Lambang Praja Mangkunegaran
Wilayah Mangkunegaran 1830 (warna merah muda berada sebelah tenggara)
Praja atau Kadipaten Mangkunagaran (atau Mangkunegaran) adalah Kadipaten yang pernah berkuasa di wilayah Karesidenan Surakarta dan sekitarnya sejak 1757 sampai dengan 1946. Penguasanya adalah cabang dari wangsa Mataram, disebut wangsa Mangkunegaran, yang dimulai dari Pangeran Sambernyawa (Raden Mas Said).
Pendirian dan wilayah
Satuan politik ini dibentuk berdasarkan Perjanjian Salatiga yang ditandatangani pada tanggal 17 Maret 1757 di Salatiga sebagai solusi atas perlawanan yang dilakukan Raden Mas Said terhadap Sunan Pakubuwana III, penguasa Kasunanan Surakarta Hadiningrat yang telah terpecah akibat Perjanjian Giyanti, dua tahun sebelumnya.
Berdasarkan Perjanjian Salatiga, Raden Mas Said diberi hak untuk
menguasai wilayah timur dan selatan sisa wilayah Mataram sebelah timur.
Jumlah wilayah ini secara relatif adalah 49% wilayah Kasunanan Surakarta
setelah tahun 1830, yaitu pada saatberakhirnya Perang Diponegoro atau Perang Jawa.

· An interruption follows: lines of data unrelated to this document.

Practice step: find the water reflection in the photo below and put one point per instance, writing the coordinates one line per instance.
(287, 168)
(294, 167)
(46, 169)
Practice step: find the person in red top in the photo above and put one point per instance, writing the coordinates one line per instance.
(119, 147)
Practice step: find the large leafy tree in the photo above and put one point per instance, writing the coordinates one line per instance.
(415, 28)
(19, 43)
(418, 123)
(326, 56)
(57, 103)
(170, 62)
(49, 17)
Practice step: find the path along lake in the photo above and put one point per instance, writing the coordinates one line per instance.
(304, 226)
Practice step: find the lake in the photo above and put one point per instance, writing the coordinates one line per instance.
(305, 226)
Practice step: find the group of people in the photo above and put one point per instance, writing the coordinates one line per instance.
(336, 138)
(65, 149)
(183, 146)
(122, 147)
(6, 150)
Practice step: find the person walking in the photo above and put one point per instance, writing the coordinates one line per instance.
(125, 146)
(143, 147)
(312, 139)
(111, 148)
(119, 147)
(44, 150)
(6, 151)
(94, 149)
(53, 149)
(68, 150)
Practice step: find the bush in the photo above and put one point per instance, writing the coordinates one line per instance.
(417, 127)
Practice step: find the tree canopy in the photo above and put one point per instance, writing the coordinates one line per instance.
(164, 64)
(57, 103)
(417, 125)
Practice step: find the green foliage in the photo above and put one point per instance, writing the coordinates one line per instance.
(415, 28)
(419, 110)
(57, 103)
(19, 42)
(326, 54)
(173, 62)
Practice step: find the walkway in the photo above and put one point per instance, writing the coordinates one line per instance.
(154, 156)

Wilayah itu kini mencakup bagian utara Kota Surakarta (Kecamatan Banjarsari, Surakarta), seluruh wilayah Kabupaten Karanganyar, seluruh wilayah Kabupaten Wonogiri, dan sebagian dari wilayah Kecamatan Ngawen dan Semin di Kabupaten Gunung Kidul.
Kekuasaan politik
Secara tradisional penguasanya disebut Mangkunagara (baca: 'Mangkunagoro'). Raden Mas Said merupakan Mangkunagara I. Penguasa Mangkunegaran berkedudukan di Pura Mangkunegaran,
yang terletak di Kota Surakarta. Penguasa Mangkunegaran, berdasarkan
perjanjian pembentukannya, berhak menyandang gelar Pangeran (secara
formal disebut Kanjeng Gusti Pangeran Adipati Arya Mangkunegara Senopati Ing Ayudha Sudibyaningprang)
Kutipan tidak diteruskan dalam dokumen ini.